SOLANA BEACH — Attempting to help the Sheriff’s Department in its crime-fighting efforts, council members voted 4-1 at the June 12 meeting to approve an ordinance requiring hotel and motel operators to standardize information collected from guests at registration. 

In 2009 a sheriff’s unit uncovered a teenage sex trafficking ring operating out of a local San Diego County hotel.

During the investigation, deputies had difficulty getting information from hotels because there was no comprehensive, uniform record-keeping system and staff was uncertain about releasing the information, according to the staff report.

The Sheriff’s Department is asking each jurisdiction it contracts with to adopt a transient lodging facilities ordinance.
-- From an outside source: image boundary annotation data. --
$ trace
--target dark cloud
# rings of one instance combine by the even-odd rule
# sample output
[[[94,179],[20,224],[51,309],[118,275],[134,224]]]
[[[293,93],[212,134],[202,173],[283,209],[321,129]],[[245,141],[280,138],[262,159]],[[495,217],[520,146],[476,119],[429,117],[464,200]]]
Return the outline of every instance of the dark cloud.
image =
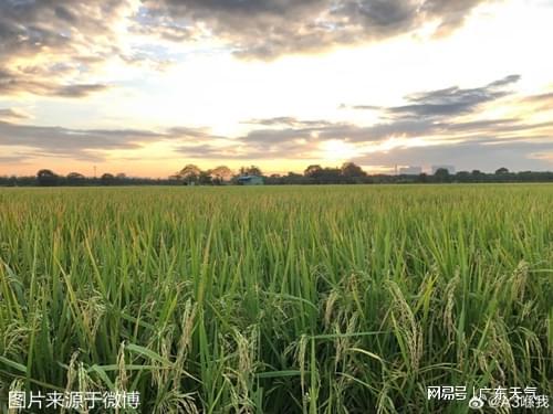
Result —
[[[20,164],[21,162],[24,162],[28,159],[29,157],[25,156],[8,156],[8,157],[0,156],[0,164],[1,163]]]
[[[525,140],[528,139],[528,140]],[[533,139],[533,140],[532,140]],[[372,166],[430,166],[455,164],[457,170],[479,169],[494,171],[500,167],[517,170],[551,170],[553,140],[551,136],[499,140],[495,137],[472,138],[463,142],[426,147],[403,147],[393,151],[374,152],[354,159],[354,162]]]
[[[28,119],[29,115],[13,108],[0,108],[0,119],[20,120]]]
[[[114,22],[127,0],[0,0],[0,95],[82,97],[105,85],[82,82],[118,52]],[[45,57],[35,66],[25,66]]]
[[[473,112],[479,105],[486,104],[511,92],[504,87],[520,79],[519,75],[510,75],[486,86],[476,88],[459,88],[424,92],[406,97],[408,105],[388,108],[393,116],[399,117],[445,117],[465,115]]]
[[[69,98],[80,98],[91,95],[95,92],[107,89],[107,85],[100,84],[83,84],[83,85],[65,85],[56,88],[53,95],[63,96]]]
[[[61,97],[83,97],[105,91],[107,85],[102,84],[70,84],[65,85],[56,79],[42,76],[46,74],[29,73],[22,70],[19,72],[8,72],[0,68],[0,95],[11,95],[19,93],[61,96]]]
[[[290,116],[281,116],[275,118],[250,119],[241,124],[264,125],[264,126],[293,126],[293,127],[314,127],[330,125],[327,120],[301,120]]]
[[[202,22],[237,55],[272,59],[394,36],[428,21],[437,21],[441,33],[449,32],[483,1],[145,0],[139,21],[147,24],[164,17],[164,24],[188,29]],[[166,30],[157,26],[160,33]]]
[[[138,149],[145,144],[171,136],[147,130],[102,130],[43,127],[0,121],[0,148],[30,148],[34,157],[58,156],[101,159],[103,151]]]

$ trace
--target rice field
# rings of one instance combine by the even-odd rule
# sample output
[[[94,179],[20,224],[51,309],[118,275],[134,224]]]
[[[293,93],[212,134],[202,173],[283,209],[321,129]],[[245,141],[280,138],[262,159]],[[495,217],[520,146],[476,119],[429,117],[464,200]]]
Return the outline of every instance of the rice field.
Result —
[[[551,395],[552,211],[546,184],[0,190],[0,412],[10,390],[140,413]]]

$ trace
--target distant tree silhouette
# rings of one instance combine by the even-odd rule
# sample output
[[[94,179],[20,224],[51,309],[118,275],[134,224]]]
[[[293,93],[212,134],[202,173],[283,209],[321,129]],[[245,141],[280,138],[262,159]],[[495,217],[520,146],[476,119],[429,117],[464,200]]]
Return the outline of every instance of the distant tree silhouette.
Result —
[[[100,182],[102,185],[112,185],[115,183],[115,176],[109,172],[105,172],[100,178]]]
[[[447,168],[438,168],[434,173],[434,178],[437,182],[448,182],[449,181],[449,171]]]
[[[258,166],[240,167],[240,176],[263,176]]]
[[[359,177],[365,177],[366,173],[356,163],[344,162],[342,164],[342,176],[344,176],[345,178],[359,178]]]
[[[216,167],[209,171],[209,174],[215,184],[222,184],[225,181],[229,181],[232,178],[232,171],[227,166]]]
[[[177,172],[177,176],[180,178],[180,180],[184,181],[185,184],[190,185],[198,182],[200,173],[201,170],[198,168],[198,166],[189,163],[185,166],[185,168],[182,168],[179,172]]]
[[[86,178],[80,172],[70,172],[65,179],[70,185],[81,185],[86,180]]]
[[[36,172],[36,182],[42,187],[58,185],[58,176],[52,170],[39,170]]]

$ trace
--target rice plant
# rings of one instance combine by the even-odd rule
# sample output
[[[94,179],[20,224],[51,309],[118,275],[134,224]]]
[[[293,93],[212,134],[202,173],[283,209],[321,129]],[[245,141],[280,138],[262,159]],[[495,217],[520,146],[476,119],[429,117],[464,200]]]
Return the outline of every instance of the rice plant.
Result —
[[[466,413],[552,393],[553,187],[4,189],[10,390],[143,413]]]

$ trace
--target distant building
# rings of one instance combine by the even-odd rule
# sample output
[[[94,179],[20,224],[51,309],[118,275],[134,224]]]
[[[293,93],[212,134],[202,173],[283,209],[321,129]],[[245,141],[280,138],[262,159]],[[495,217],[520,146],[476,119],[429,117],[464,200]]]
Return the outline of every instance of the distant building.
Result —
[[[422,173],[421,167],[409,166],[399,169],[400,176],[418,176],[420,173]]]
[[[242,176],[238,178],[238,183],[241,185],[263,185],[263,177]]]
[[[435,174],[439,169],[448,170],[450,174],[455,174],[453,166],[432,166],[432,174]]]

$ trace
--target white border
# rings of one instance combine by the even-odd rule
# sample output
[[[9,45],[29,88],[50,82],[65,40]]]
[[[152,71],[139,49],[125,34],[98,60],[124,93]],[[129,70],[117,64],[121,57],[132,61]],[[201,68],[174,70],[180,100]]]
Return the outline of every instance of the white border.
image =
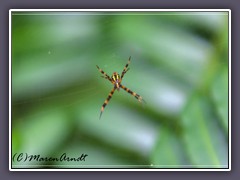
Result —
[[[228,83],[229,83],[229,119],[228,119],[228,128],[229,128],[229,168],[228,169],[12,169],[12,157],[11,157],[11,80],[12,80],[12,65],[11,65],[11,34],[12,34],[12,12],[228,12],[229,23],[228,23],[228,31],[229,31],[229,71],[228,71]],[[231,10],[230,9],[10,9],[9,10],[9,171],[231,171]]]

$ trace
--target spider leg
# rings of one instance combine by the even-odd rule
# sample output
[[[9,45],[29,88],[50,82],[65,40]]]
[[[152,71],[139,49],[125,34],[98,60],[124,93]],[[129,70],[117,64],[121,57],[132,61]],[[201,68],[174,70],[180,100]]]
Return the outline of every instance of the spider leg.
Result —
[[[131,91],[131,90],[128,89],[127,87],[123,86],[122,84],[120,84],[120,87],[121,87],[122,89],[124,89],[126,92],[128,92],[129,94],[133,95],[139,102],[144,102],[144,103],[146,103],[146,102],[144,101],[144,99],[143,99],[140,95],[138,95],[137,93]]]
[[[109,93],[107,99],[104,101],[103,105],[102,105],[102,108],[101,108],[101,113],[100,113],[100,116],[99,116],[99,119],[101,119],[101,116],[102,116],[102,113],[104,111],[104,108],[107,106],[108,102],[110,101],[110,99],[112,98],[112,95],[115,91],[116,87],[114,87],[111,92]]]
[[[121,79],[123,78],[124,74],[126,74],[126,72],[129,70],[128,65],[130,64],[130,60],[131,60],[131,56],[128,58],[128,62],[122,71]]]
[[[105,78],[105,79],[108,79],[110,82],[112,82],[112,79],[107,75],[107,73],[105,73],[102,69],[100,69],[98,66],[97,66],[97,68],[98,68],[98,70],[100,71],[100,73],[102,73],[103,74],[103,76],[101,76],[101,77],[103,77],[103,78]]]

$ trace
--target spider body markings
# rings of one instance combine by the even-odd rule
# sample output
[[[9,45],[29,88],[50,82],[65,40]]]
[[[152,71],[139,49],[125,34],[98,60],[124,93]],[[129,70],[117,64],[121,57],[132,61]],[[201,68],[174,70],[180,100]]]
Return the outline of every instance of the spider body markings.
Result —
[[[113,94],[114,94],[114,92],[115,92],[116,89],[119,91],[120,88],[122,88],[123,90],[125,90],[126,92],[128,92],[129,94],[131,94],[132,96],[134,96],[140,103],[141,103],[141,102],[145,102],[140,95],[138,95],[137,93],[131,91],[130,89],[128,89],[127,87],[125,87],[125,86],[123,86],[123,85],[121,84],[124,75],[125,75],[126,72],[129,70],[128,66],[129,66],[129,64],[130,64],[130,60],[131,60],[131,56],[129,57],[128,62],[127,62],[127,64],[125,65],[125,67],[124,67],[124,69],[123,69],[123,71],[122,71],[122,73],[121,73],[121,76],[120,76],[117,72],[114,72],[114,73],[112,74],[112,76],[110,77],[107,73],[105,73],[102,69],[100,69],[100,68],[97,66],[98,70],[103,74],[102,77],[105,78],[105,79],[107,79],[107,80],[109,80],[109,81],[113,84],[113,89],[111,90],[111,92],[109,93],[107,99],[104,101],[104,103],[103,103],[103,105],[102,105],[99,119],[101,118],[102,113],[103,113],[103,111],[104,111],[104,108],[105,108],[105,107],[107,106],[107,104],[109,103],[109,101],[110,101],[110,99],[112,98],[112,96],[113,96]]]

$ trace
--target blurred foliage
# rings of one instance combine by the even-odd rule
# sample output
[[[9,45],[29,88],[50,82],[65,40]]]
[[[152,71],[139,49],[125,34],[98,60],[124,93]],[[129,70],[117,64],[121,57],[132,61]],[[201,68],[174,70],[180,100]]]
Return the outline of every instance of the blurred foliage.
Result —
[[[12,12],[13,167],[227,168],[228,13]],[[141,105],[112,89],[121,73]],[[48,166],[47,166],[48,165]]]

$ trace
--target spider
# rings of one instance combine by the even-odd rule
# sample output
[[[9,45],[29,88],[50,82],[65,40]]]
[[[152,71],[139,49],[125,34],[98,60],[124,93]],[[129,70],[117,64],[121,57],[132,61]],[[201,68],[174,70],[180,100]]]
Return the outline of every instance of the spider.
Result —
[[[117,72],[114,72],[112,74],[112,76],[110,77],[109,75],[107,75],[107,73],[105,73],[102,69],[100,69],[98,66],[98,70],[103,74],[103,78],[109,80],[114,86],[113,86],[113,89],[111,90],[111,92],[109,93],[107,99],[104,101],[103,105],[102,105],[102,108],[101,108],[101,113],[100,113],[100,117],[99,119],[101,119],[101,116],[102,116],[102,113],[104,111],[104,108],[107,106],[107,104],[109,103],[110,99],[112,98],[113,96],[113,93],[114,91],[117,89],[118,91],[120,90],[120,88],[122,88],[123,90],[125,90],[126,92],[128,92],[129,94],[133,95],[140,103],[143,101],[144,103],[146,103],[143,98],[138,95],[137,93],[131,91],[130,89],[128,89],[127,87],[123,86],[121,84],[122,82],[122,79],[124,77],[124,75],[127,73],[127,71],[129,70],[128,68],[128,65],[130,64],[130,60],[131,60],[131,56],[129,57],[128,59],[128,62],[127,64],[125,65],[123,71],[122,71],[122,74],[121,76],[117,73]]]

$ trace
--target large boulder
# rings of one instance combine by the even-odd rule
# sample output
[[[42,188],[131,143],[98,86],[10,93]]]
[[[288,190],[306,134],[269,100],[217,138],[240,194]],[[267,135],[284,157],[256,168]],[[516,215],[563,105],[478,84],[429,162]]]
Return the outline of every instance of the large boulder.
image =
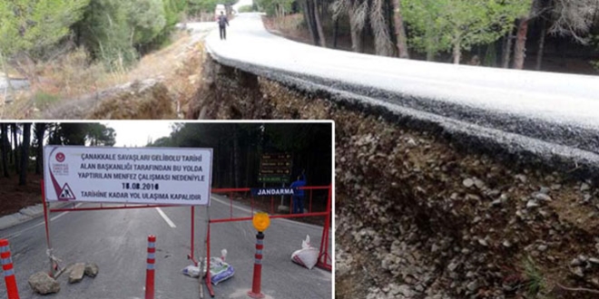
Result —
[[[95,263],[85,265],[85,275],[89,277],[95,277],[98,275],[98,265]]]
[[[46,294],[58,293],[60,284],[50,277],[45,272],[38,272],[29,276],[29,286],[38,294]]]
[[[83,273],[85,272],[85,264],[77,263],[73,265],[71,274],[69,275],[69,284],[74,284],[83,279]]]

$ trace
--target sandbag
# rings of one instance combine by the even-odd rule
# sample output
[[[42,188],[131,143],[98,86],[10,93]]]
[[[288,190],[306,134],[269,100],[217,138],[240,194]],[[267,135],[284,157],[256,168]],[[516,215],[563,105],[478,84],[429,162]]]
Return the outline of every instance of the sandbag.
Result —
[[[309,269],[312,269],[319,261],[319,250],[312,247],[309,244],[309,236],[301,241],[301,249],[296,250],[291,254],[291,260]]]

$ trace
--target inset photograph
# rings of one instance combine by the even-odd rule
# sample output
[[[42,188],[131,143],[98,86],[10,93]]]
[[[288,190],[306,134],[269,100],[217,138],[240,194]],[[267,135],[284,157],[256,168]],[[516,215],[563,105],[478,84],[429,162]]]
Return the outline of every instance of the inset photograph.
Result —
[[[0,123],[0,294],[332,298],[333,130]]]

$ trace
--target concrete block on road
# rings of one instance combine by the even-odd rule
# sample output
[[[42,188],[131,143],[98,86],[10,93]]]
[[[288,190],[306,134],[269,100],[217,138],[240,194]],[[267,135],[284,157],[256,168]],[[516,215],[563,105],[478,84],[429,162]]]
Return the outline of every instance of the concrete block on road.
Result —
[[[95,263],[85,265],[85,275],[95,277],[98,275],[98,265]]]
[[[74,284],[83,279],[83,273],[85,272],[85,264],[77,263],[73,265],[71,274],[69,275],[69,284]]]
[[[40,271],[29,276],[29,286],[41,294],[58,293],[60,284],[45,272]]]
[[[13,227],[22,222],[25,222],[31,219],[30,217],[23,215],[21,213],[15,213],[11,215],[6,215],[0,217],[0,229],[5,229],[6,227]]]
[[[31,217],[38,217],[44,214],[44,206],[42,204],[37,204],[35,206],[24,207],[19,211],[19,213]]]

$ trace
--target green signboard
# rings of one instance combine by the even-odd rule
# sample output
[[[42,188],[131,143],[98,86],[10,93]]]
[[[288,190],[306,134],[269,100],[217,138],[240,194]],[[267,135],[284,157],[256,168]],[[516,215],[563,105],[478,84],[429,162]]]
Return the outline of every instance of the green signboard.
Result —
[[[289,183],[292,163],[291,154],[263,154],[260,161],[258,181],[260,183]]]

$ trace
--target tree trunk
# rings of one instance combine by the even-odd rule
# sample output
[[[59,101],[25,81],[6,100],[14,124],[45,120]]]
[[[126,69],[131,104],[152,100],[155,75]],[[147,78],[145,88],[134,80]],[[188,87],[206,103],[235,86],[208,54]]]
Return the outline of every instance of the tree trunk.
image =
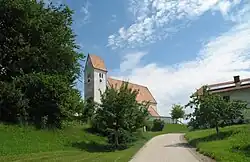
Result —
[[[118,148],[119,141],[118,141],[118,130],[115,130],[115,148]]]
[[[216,129],[216,134],[219,135],[219,127],[218,127],[217,124],[216,124],[216,126],[215,126],[215,129]]]

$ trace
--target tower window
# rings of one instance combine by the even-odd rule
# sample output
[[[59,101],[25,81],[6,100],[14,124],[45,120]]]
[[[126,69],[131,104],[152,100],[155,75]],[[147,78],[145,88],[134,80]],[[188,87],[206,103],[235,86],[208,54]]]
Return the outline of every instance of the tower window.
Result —
[[[99,77],[100,77],[100,78],[103,78],[103,74],[102,74],[102,73],[99,73]]]
[[[230,96],[223,96],[223,99],[224,99],[226,102],[229,102],[229,101],[230,101]]]

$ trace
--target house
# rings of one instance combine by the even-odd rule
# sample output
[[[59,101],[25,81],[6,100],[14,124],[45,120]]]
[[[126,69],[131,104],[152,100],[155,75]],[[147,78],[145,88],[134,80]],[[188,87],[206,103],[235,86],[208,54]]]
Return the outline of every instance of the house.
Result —
[[[101,93],[107,87],[120,88],[124,81],[108,77],[108,70],[103,59],[99,56],[89,54],[84,70],[84,98],[92,97],[95,102],[101,103]],[[157,113],[157,102],[146,86],[128,83],[128,87],[138,90],[136,100],[138,102],[149,102],[148,112],[153,118],[159,117]],[[100,93],[101,92],[101,93]]]
[[[242,100],[250,107],[250,78],[240,79],[234,76],[233,81],[207,85],[208,91],[223,96],[225,100]],[[203,87],[198,89],[198,94],[202,95]]]

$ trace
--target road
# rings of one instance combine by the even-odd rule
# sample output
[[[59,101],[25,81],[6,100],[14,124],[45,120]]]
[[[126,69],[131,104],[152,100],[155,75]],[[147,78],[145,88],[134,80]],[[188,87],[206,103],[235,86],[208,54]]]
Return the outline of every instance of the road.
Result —
[[[183,139],[184,134],[154,137],[141,148],[130,162],[210,162],[196,153]]]

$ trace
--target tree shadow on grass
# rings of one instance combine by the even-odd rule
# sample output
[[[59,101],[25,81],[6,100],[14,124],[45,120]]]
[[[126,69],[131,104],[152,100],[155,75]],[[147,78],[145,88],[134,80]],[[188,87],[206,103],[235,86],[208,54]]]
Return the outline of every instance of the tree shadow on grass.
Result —
[[[194,148],[193,146],[191,146],[190,144],[188,144],[186,142],[181,142],[181,143],[166,145],[164,147],[170,147],[170,148],[171,147]]]
[[[72,147],[78,148],[80,150],[84,150],[87,152],[112,152],[114,149],[107,144],[100,144],[96,142],[74,142],[72,143]]]
[[[211,134],[211,135],[206,136],[206,137],[196,138],[196,139],[190,140],[189,143],[192,146],[196,147],[200,142],[223,140],[223,139],[230,137],[234,133],[237,133],[237,132],[226,131],[226,132],[220,132],[218,135],[216,133],[214,133],[214,134]]]
[[[250,157],[250,145],[246,145],[243,147],[235,146],[232,148],[232,152],[242,153],[247,157]]]

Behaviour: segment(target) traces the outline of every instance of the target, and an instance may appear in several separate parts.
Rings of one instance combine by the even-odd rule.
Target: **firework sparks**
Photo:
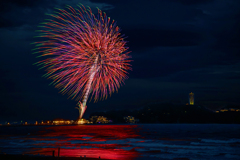
[[[106,99],[128,78],[131,57],[114,20],[99,9],[95,16],[90,7],[78,7],[51,14],[39,30],[47,40],[34,44],[35,53],[48,57],[37,64],[60,92],[79,101],[82,118],[89,97]]]

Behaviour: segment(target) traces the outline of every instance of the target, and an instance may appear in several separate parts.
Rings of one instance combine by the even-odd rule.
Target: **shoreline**
[[[101,158],[88,158],[88,157],[52,157],[41,155],[21,155],[21,154],[2,154],[0,153],[1,160],[107,160]],[[110,159],[108,159],[110,160]]]

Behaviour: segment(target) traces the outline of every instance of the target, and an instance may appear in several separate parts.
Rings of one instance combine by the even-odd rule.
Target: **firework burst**
[[[63,94],[79,101],[80,118],[86,110],[88,97],[106,99],[117,91],[130,70],[130,56],[124,37],[116,22],[98,9],[95,16],[90,7],[68,6],[57,9],[52,19],[38,30],[45,40],[34,42],[37,62],[46,68],[46,77],[53,80]]]

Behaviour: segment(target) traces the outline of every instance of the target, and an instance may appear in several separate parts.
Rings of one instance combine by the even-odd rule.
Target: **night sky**
[[[127,36],[132,71],[118,93],[87,103],[95,111],[188,103],[210,109],[240,105],[239,0],[1,0],[0,121],[76,119],[76,101],[62,95],[30,43],[54,8],[78,3],[117,21]]]

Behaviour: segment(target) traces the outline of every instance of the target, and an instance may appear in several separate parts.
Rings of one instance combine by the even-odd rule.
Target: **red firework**
[[[46,77],[53,80],[63,94],[77,100],[107,98],[117,91],[131,69],[126,42],[114,20],[98,9],[95,16],[90,7],[57,9],[52,19],[43,23],[35,42],[46,68]]]

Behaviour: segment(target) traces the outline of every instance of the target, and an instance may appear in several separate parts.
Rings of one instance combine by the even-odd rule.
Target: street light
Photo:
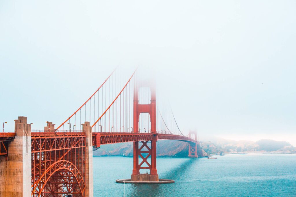
[[[71,123],[68,123],[68,124],[70,124],[70,132],[71,132]]]
[[[4,124],[5,124],[5,123],[7,123],[7,122],[4,122],[3,123],[3,130],[2,131],[3,133],[4,133]]]

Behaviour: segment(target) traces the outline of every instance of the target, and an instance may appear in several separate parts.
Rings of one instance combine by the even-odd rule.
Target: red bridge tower
[[[143,85],[141,85],[143,86]],[[146,87],[150,88],[151,92],[151,100],[149,104],[141,104],[139,103],[139,92],[140,87],[139,85],[135,86],[133,100],[133,132],[139,132],[139,119],[140,114],[142,113],[149,113],[150,116],[151,133],[154,134],[152,140],[151,141],[151,146],[149,148],[147,145],[149,141],[142,141],[141,146],[139,147],[139,142],[133,143],[133,169],[131,175],[131,181],[158,181],[158,175],[156,170],[156,141],[157,134],[156,133],[156,104],[155,86],[152,83],[147,83]],[[147,149],[147,150],[145,149]],[[142,153],[147,154],[146,157]],[[146,155],[145,154],[145,155]],[[139,163],[139,156],[142,161]],[[147,160],[151,157],[151,162],[149,163]],[[142,166],[146,164],[148,167]],[[149,169],[150,174],[140,174],[141,169]]]

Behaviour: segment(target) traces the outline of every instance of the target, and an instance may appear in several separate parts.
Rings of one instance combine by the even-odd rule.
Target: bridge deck
[[[172,134],[142,133],[95,132],[93,133],[93,145],[98,147],[101,144],[151,140],[152,139],[154,135],[157,136],[158,140],[178,140],[192,143],[195,143],[196,142],[193,139],[188,137]]]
Under the proposed new law, hotel and motel operators must obtain the name and address of all registering guests, the names of anyone staying with them, the arrival date and time and the assigned room number.

A copy of the guest’s picture identification, the type, make, color and license plate number of the vehicle and the date and time of departure will also be required.

All information must be made available to law enforcement officers on request.

Other provisions include not renting the same room to another guest within an eight-hour period and contacting law enforcement if a room is rented to or occupied by a minor not accompanied by a parent or guardian.

Information must be saved for three years. Existing businesses will be notified by mail about the new law, slated to take effect at the end of July. New businesses will be notified when obtaining a business license.

Peter Zahn, who voted against the ordinance, said hotel operators should have been directly notified about the proposed ordinance.

“It seems that there is some overreaching here,” Zahn, a business attorney, said. “I’m concerned about adopting it without having (hotel operator) input.”

He also wanted to know if the requirements in the law are typical of the current registration process and whether hotels generally retain that type of personal information once a guest checks out.

“If it’s not typical, that’s a concern and I just have a general overall concern about privacy,” Zahn added.

“It allows us to review the names of people that checked into hotels,” Capt. Robert Haley said. “We don’t go in there to hassle people in hotels. If we see a crime trend we go in there and review the names.”

For example, he said, if there is a series of vehicle break-ins in a particular area, law enforcement will run the names of guests who stayed in surrounding hotels. He said they may discover the name of a parolee with a history of committing similar crimes.

“That’s somebody we’re going to talk to,” he said. “It’s been very effective for us.”

“This type of regulation has been upheld by the courts,” City Attorney Johanna Canlas said. “It’s been tested. We’re not going to be breaking new grounds on this.”

Solana Beach will be the fifth city in the county to adopt such an ordinance and the third of the nine cities contracted with the Sheriff’s Department.